Honor rollout concurrency for grouped V1 evals by xeophon · Pull Request #1815 · PrimeIntellect-ai/verifiers

xeophon · 2026-06-21T14:00:14Z

Overview

Honor max_concurrent as a rollout-level resource bound for group-scored V1 server evals. A group request owns num_rollouts inseparable rollouts, so the runner now derives request concurrency as max(1, max_concurrent // num_rollouts).

This keeps cross-rollout scoring groups intact, guarantees progress for a group larger than the cap, and leaves independent server rollouts, local eval, resume behavior, and output handling unchanged.

Reasoning

The env-server semaphore previously counted requests. That is equivalent to rollout concurrency for independent scoring, but a group-scored request expands into multiple rollouts inside the worker. With a rollout cap of 128 and group size 8, 128 request permits therefore allowed 1,024 live rollouts.

Scaling group-request permits by group size aligns the server path with the rollout-level meaning of max_concurrent. Floor division intentionally leaves spare capacity for non-divisible group sizes; one oversized group still receives a permit because group scoring cannot split it.

Reducing request permits must not suppress elastic worker fan-out, so the broker now counts a run_group request as load n for least-busy dispatch and scale-up. Other requests consume one rollout slot.

Performance and resource impact

A scheduler-focused reproduction used 256 groups × 8 rollouts, cap 128, and 64 KiB retained per active rollout. Values are medians from three fresh processes per variant.

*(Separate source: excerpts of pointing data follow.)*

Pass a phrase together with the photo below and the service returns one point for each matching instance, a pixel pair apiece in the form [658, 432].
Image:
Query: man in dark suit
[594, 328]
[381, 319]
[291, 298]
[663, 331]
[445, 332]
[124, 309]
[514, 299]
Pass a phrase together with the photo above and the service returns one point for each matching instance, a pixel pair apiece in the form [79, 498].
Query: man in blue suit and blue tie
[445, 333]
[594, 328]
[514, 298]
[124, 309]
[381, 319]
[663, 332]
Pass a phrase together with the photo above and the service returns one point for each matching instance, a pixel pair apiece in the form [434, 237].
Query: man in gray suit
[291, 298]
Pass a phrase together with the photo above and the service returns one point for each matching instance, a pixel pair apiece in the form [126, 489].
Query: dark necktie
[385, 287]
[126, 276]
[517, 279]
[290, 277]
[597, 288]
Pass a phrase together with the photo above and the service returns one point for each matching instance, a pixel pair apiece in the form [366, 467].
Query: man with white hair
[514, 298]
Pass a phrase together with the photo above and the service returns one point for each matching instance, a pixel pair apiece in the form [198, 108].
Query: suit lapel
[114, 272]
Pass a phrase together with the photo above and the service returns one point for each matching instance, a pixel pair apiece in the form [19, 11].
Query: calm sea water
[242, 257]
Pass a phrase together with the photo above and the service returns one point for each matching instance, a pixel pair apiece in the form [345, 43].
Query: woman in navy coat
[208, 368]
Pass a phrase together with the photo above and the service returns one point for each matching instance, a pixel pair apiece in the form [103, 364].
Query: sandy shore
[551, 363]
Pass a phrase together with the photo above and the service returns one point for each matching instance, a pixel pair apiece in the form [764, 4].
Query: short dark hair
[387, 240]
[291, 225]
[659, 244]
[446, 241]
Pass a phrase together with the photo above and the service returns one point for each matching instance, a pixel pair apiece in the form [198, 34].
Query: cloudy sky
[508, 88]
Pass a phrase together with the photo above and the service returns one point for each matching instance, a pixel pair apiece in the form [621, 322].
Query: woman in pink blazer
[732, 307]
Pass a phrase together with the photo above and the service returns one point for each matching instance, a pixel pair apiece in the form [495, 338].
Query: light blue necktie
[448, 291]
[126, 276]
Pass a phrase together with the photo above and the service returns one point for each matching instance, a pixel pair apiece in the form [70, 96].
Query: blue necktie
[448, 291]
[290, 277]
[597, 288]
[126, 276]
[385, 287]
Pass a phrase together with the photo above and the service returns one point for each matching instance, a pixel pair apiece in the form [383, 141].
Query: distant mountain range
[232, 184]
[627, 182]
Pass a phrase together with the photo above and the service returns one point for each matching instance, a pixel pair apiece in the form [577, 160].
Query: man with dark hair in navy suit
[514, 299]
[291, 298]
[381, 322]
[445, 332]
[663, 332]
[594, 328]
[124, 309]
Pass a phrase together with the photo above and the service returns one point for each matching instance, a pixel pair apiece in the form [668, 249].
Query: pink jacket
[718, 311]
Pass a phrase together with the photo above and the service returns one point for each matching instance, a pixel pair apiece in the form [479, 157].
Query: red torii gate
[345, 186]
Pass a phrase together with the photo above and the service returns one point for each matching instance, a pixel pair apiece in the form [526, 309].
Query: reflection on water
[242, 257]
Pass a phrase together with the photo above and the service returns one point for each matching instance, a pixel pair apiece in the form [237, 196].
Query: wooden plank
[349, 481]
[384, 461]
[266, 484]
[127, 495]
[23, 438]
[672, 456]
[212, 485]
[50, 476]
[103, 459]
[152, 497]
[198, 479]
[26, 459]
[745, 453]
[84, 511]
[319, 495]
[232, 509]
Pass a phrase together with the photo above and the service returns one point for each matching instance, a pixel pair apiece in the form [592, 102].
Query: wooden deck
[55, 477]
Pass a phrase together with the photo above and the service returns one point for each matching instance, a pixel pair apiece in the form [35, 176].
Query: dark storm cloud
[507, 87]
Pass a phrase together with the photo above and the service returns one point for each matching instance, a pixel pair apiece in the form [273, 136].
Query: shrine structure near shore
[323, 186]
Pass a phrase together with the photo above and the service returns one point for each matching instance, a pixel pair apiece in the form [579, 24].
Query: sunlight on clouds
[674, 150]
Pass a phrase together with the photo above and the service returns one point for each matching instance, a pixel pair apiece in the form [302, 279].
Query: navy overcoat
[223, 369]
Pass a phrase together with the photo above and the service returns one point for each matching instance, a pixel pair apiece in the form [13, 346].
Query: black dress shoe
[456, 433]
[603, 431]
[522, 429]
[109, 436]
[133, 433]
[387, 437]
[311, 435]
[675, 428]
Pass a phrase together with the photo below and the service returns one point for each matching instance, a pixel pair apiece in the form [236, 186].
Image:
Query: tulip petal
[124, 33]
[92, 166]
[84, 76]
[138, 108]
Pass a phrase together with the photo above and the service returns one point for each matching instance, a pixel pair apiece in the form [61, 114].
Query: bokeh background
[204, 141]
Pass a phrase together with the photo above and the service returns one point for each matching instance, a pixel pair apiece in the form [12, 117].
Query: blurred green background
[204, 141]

Measurement	Before	After	Saved
Peak group requests	128	16	112 (87.5%)
Peak live rollouts	1,024	128	896 (87.5%)
Peak traced allocation	65.139 MiB	9.036 MiB	56.103 MiB (86.1%)
Peak RSS	195.641 MiB	124.344 MiB	71.297 MiB (36.4%)
Retained RSS increase	84.172 MiB	12.938 MiB	71.234 MiB (84.6%)
Maximum event-loop lag	46.257 ms	41.786 ms	4.471 ms (9.7%)
Wall time	0.068005 s	0.206936 s	-0.138931 s (-204.3%)
Returned traces	2,048	2,048	unchanged

The wall-time result is deliberately reported as negative time saved: enforcing the resource cap creates more request waves in an unconstrained synthetic workload. This is a resource-bound correction, not a throughput claim.

Note

Medium Risk
Changes scheduling and pool scaling for group-scored server evals only; incorrect slot accounting could under- or over-utilize workers, but auth and data paths are untouched.

Overview
max_concurrent is now enforced as a rollout budget on the V1 env-server path when the taskset uses group scoring, instead of counting one permit per HTTP-style run_group request (which could fan out to many rollouts per worker).

In runner.py, the client-side semaphore for group-scored server evals is set to max(1, max_concurrent // num_rollouts) so in-flight groups stay within the intended rollout cap while still allowing at least one indivisible group to run.

In pool.py, least-busy dispatch, per-worker active load, and elastic scale-up use rollout slots (n from run_group payloads; other methods count as 1), with a global in_flight counter aligned to that model.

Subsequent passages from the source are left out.